The dichroic mirror provided almost complete reflection of blue and NIR wavelengths corresponding to the action maxima of purple bacteria (Fig. 3) and, accordingly, the mirror caused no detectable reduction in photosynthetic activity. Similarly, the mirror provided almost complete transmission of red wavelengths corresponding to the action maximum of green organisms. However, ~50 % of light was lost through reflection in the 400–550 nm band, which represents ~50 % of the total action for green organisms. Therefore, the overall reduction in active radiation was ~25 % which corresponds to the observed 25 % reduction in growth for A. platensis. Hence, the observed 25 % reduction in activity is attributed to the partial reflection of useful ‘blue’ (400–550 nm) light. Further mirror development of dichroic mirrors would aim to increase transmission in the ‘blue’ band, potentially increasing the combined photosynthetic activity from 170 % towards the limit of 200 %.

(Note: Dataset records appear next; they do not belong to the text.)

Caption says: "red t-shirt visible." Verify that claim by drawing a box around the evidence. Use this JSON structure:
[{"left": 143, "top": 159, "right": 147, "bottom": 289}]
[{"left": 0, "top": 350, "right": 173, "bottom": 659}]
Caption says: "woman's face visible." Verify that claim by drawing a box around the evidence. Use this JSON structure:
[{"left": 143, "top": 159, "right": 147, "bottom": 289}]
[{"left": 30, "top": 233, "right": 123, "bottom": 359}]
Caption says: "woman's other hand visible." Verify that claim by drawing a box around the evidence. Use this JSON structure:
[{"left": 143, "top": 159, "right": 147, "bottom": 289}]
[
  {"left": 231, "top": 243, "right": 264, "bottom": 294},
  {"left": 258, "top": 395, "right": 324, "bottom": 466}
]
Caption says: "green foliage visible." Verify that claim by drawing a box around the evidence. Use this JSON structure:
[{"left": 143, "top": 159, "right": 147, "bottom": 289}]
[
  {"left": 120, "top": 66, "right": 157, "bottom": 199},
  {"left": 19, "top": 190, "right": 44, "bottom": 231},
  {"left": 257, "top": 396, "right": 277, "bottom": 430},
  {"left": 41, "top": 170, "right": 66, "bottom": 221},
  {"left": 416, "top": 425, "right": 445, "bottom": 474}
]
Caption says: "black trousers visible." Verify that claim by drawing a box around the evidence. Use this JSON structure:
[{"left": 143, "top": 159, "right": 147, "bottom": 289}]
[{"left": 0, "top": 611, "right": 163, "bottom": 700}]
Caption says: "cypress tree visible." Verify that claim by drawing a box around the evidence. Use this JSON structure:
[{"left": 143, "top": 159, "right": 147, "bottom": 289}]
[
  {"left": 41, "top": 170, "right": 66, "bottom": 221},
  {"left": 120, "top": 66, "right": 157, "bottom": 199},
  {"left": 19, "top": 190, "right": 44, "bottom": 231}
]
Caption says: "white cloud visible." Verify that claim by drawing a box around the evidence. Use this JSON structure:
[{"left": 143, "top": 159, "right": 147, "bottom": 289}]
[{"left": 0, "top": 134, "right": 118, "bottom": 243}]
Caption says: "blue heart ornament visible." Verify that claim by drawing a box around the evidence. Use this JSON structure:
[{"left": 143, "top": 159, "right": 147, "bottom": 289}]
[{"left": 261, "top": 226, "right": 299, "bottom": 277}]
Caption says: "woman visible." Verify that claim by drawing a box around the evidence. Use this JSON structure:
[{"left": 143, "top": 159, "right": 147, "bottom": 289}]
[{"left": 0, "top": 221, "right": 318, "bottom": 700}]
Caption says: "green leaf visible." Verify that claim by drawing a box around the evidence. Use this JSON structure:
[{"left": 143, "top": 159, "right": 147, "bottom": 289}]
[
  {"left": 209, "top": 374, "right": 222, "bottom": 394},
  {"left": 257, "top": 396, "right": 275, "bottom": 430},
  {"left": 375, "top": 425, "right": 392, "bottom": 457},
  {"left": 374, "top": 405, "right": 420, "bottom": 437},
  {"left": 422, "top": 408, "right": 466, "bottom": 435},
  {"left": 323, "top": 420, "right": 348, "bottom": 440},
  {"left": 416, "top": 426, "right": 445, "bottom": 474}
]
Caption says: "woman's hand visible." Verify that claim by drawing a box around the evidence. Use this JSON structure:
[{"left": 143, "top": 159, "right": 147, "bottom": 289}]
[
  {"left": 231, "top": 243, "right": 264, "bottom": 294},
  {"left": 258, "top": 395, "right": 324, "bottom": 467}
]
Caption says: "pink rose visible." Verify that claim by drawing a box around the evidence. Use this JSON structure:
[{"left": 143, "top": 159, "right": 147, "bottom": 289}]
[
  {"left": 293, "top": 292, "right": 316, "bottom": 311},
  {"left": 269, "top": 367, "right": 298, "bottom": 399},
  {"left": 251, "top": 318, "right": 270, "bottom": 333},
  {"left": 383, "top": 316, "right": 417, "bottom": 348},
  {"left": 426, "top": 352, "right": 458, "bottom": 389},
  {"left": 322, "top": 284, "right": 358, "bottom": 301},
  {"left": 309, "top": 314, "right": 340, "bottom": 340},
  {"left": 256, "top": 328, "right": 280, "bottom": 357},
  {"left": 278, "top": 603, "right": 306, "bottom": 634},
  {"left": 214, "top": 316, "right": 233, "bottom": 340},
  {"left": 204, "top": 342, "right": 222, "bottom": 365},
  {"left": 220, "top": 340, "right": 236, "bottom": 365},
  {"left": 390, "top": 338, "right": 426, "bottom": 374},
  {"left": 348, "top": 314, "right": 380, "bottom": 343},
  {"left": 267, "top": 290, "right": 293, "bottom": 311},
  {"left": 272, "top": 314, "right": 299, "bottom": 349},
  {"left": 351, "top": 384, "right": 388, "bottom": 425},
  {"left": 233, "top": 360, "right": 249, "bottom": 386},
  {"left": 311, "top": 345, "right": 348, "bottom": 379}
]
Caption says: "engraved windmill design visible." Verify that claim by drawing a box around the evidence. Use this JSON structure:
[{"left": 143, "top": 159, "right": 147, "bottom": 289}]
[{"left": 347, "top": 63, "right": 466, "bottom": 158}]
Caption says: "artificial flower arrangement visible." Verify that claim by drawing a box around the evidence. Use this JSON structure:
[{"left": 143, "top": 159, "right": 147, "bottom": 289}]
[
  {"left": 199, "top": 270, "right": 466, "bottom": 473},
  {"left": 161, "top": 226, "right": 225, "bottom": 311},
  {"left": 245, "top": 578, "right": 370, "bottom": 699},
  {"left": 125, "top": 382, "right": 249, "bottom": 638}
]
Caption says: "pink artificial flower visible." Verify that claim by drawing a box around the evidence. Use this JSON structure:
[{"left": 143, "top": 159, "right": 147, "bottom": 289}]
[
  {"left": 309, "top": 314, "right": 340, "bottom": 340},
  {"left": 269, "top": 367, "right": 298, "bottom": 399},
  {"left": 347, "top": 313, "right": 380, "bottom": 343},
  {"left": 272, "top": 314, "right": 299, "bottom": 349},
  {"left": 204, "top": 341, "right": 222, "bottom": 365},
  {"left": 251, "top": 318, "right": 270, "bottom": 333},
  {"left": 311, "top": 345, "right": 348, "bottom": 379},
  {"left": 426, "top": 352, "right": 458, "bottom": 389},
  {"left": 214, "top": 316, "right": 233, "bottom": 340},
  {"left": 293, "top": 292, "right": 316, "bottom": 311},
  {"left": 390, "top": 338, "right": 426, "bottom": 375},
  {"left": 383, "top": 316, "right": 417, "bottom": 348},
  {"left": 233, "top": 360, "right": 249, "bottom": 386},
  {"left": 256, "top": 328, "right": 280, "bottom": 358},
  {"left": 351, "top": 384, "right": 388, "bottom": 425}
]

The present study demonstrates the biological compatibility of dichroic beam-sharing with one pair of useful organisms. However, the action spectrum of A. platensis is typical of green micro-organisms of diverse genera and the chloroplasts of higher plants (Fig. 3), and so this technique should be applicable to other organisms with useful products. Further work is also required to establish to what degree the additional cost of using this technique would offset the benefit of doubled overall PE, set against food security and land use issues which may ultimately prove a critical socio-economic factor. This additional cost is likely to be minimised for photobioreactor designs utilising optical fibre light-delivery (Erickson et al. 2011) which would require only small dichroic mirrors. The optical damage threshold of the mirrors is typically very high (>1,000 MW/m2; manufacturer’s specification for the mirror used in this study), three orders of magnitude greater than the peak solar intensity at a concentration factor of 1,000.

Conclusion

Dichroic beam-sharing offers a practical opportunity for increasing photosynthetic activity by up to 100 %. This study demonstrated a 71 % increase in the combined photosynthetic activity of A. platensis and R. sphaeroides, which have been studied in the production of sustainable food and H2 fuel, respectively. Losses were associated mainly with A. platensis and attributed to the partial reflection of useful ‘blue’ (400–550 nm) light by the dichroic mirror. The demonstrated principle indicates that solar photosynthetic activity could be increased without requiring additional land or sunlight, using existing technology to enhance the sustainable production of foods, fuels and chemicals via duplexed photobioreactor systems.